Кабинет помещался на четвёртом, верхнем этаже башни, и все три его узких стрельчатых окна смотрели на море. На западе, над лесом, ещё догорали последние отблески заката, но здесь, на прибрежных скалах, уже легли глубокие синеватые тени. Они съели острые очертания утёса, на котором стоял замок, и размыли белые барашки волн, тяжело ворочающихся у его подножья. Тени длинными цепкими пальцами протянулись вдоль бухты, превратив могучие ели на её берегах в косматых злобных великанов – и казалось, что те вот-вот двинутся с места, подступят к древним стенам и ударами палиц обрушат их.
У стола, подперев ладонью правой руки лоб, сидел человек лет тридцати. Перо в его левой руке стремительно металось над листом бумаги, оставляя за собой мешанину линий, букв и цифр. Погружённый в свои расчёты, человек не замечал ни подступивших сумерек, ни большого ворона, сидевшего на каминной полке и время от времени переминавшегося с лапы на лапу.
Тонкие черты лица, горбатый нос, острая бородка клинышком и аккуратно подстриженные, завитые на концах усы, выдавали в хозяине кабинета потомка «дворян шпаги». Поколения и поколения династических браков, межевых войн, разрастания владений – и служения трону. Легко можно было представить, как эти умные, хотя сейчас и покрасневшие от усталости глаза, всматриваются в поле боя сквозь пороховой дым; как хмурятся тонкие, иронично изогнутые брови, следя за манёврами неприятеля. И как голос – сорванный до хрипоты, надтреснутый – перекрывает грохоты выстрелов и лязг стали, отдавая приказы терциям.
Однако одежда человека говорила скорее о его принадлежности к «дворянству мантии»: бурая накидка и маленькая круглая шапочка ей в тон, украшенная вышитым символом Триединства – вписанным в круг равносторонним треугольником. Правда, вместо традиционного для Зимних Братьев шнура, хозяин кабинета использовал широкий кожаный пояс, усыпанный множеством крохотных медных гвоздиков, а грубым сандалиям на деревянной подошве предпочёл высокие кавалерийские сапоги.
Ворон на камине в очередной раз переступил с лапы на лапу, потом поднял правую и когтём постучал по стеклу стоявших на полке часов.
– Запаздывает, – отчётливо проворчала птица. – Стоят они у тебя, что ли?
– Часы в порядке, – отозвался человек, не поднимая головы от листка.
– Когда-то я знавал одного мудреца, – задумчиво заметил ворон, – который тоже имел привычку работать в сумерках, не зажигая свечей.
– И?
– Он, знаешь ли, ослеп.
Хозяин кабинета вздохнул, отложил перо и потёр пальцами глаза.

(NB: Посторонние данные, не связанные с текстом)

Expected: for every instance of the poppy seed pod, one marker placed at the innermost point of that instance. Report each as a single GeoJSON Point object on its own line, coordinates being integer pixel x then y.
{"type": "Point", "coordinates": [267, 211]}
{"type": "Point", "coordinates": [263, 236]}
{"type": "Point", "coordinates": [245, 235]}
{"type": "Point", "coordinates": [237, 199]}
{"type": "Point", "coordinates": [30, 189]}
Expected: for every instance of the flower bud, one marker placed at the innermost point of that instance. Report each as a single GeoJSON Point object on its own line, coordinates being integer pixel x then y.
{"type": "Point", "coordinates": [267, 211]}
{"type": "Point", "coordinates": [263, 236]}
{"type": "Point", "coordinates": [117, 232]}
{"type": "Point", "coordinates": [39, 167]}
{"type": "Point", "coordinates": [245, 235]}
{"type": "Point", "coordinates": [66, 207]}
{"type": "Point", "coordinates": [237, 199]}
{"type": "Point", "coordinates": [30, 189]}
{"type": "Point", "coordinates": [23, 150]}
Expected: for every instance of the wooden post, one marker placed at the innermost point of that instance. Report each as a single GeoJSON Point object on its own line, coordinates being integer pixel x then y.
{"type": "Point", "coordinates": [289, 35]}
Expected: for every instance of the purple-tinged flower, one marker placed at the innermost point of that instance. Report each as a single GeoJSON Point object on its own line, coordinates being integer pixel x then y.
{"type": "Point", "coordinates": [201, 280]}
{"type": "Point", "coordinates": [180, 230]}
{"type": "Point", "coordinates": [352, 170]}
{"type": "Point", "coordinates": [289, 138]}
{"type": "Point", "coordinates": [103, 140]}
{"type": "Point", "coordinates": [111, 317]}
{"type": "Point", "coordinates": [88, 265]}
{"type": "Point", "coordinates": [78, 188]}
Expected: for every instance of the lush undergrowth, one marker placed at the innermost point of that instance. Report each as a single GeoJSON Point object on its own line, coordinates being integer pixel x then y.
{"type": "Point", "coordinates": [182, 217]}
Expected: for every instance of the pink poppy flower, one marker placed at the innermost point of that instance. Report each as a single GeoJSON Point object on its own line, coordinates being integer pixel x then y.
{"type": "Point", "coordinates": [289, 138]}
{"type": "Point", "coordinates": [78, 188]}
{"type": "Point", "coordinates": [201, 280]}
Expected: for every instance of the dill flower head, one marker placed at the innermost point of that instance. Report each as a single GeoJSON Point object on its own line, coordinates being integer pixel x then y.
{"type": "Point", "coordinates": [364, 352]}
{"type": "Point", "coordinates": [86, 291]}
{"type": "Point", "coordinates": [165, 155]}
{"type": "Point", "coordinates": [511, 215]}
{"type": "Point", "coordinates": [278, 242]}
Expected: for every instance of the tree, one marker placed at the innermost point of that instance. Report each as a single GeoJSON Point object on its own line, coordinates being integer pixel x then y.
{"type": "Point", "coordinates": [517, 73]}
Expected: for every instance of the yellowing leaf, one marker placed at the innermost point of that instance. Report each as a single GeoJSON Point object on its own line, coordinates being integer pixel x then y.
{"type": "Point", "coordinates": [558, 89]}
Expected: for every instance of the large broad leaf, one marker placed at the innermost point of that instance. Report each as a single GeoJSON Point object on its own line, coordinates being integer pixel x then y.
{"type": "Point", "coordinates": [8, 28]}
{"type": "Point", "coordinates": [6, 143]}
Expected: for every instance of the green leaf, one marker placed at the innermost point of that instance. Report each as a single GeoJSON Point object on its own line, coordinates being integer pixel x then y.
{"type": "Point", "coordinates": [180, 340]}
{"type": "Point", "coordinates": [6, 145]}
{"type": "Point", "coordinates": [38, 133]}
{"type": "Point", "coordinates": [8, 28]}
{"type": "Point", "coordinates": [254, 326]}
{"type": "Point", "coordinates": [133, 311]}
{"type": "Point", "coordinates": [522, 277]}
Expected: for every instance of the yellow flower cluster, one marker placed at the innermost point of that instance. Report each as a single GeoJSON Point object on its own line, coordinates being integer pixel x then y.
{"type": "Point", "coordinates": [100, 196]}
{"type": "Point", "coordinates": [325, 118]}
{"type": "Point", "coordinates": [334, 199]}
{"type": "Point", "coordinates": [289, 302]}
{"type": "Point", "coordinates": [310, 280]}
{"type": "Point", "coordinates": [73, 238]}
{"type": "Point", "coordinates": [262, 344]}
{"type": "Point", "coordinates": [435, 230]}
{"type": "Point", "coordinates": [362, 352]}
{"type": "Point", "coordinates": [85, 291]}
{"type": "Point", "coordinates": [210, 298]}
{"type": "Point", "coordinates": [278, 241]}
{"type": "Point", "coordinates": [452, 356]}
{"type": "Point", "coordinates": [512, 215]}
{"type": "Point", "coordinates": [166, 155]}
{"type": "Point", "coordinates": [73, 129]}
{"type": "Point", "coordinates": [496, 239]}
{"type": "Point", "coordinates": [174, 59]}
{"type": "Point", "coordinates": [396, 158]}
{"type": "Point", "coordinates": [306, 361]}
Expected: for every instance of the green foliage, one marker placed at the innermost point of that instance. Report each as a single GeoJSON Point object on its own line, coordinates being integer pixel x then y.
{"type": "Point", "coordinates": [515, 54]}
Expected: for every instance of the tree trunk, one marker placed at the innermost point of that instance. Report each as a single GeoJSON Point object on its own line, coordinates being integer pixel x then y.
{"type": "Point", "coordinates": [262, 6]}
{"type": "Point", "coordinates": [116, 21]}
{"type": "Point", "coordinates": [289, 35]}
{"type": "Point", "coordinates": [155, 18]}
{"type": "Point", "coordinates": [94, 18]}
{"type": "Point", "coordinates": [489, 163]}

Потом взял со стола колокольчик на деревянной ручке и позвонил. В дверь тотчас просунулась голова слуги.
– Огня.
– Да, ваша милость.
Человек поднялся из-за стола и потянулся, разминая затёкшее от неподвижности тело. Росту он был выше среднего, худощавый и жилистый, с гордой осанкой, которую не испортила даже необходимость много работать с бумагами. Повернувшись к ближайшему окну, хозяин кабинета левой рукой машинально провёл по шее, тронув тройную витую цепочку, уходящую под мантию. Посмотрел в окно и, заложив руки за спину, неспешно пошёл вокруг стола к камину.
– Впрочем, – продолжил рассуждения ворон, – темнота, говорят, очень способствует появлению самых неожиданных и мудрых мыслей. Что ты решил?
– Я приму предложение короля. Если только ты не ошибся, – человек чуть приподнял правую бровь, явно поддразнивая птицу. Ворон раскрыл клюв, изображая смесь возмущения и обиды:
– Я?! Да когда такое было? Говорю же – что-то с часами. Или, – тут он побарабанил когтями по каминной полке, – курьера перехватили.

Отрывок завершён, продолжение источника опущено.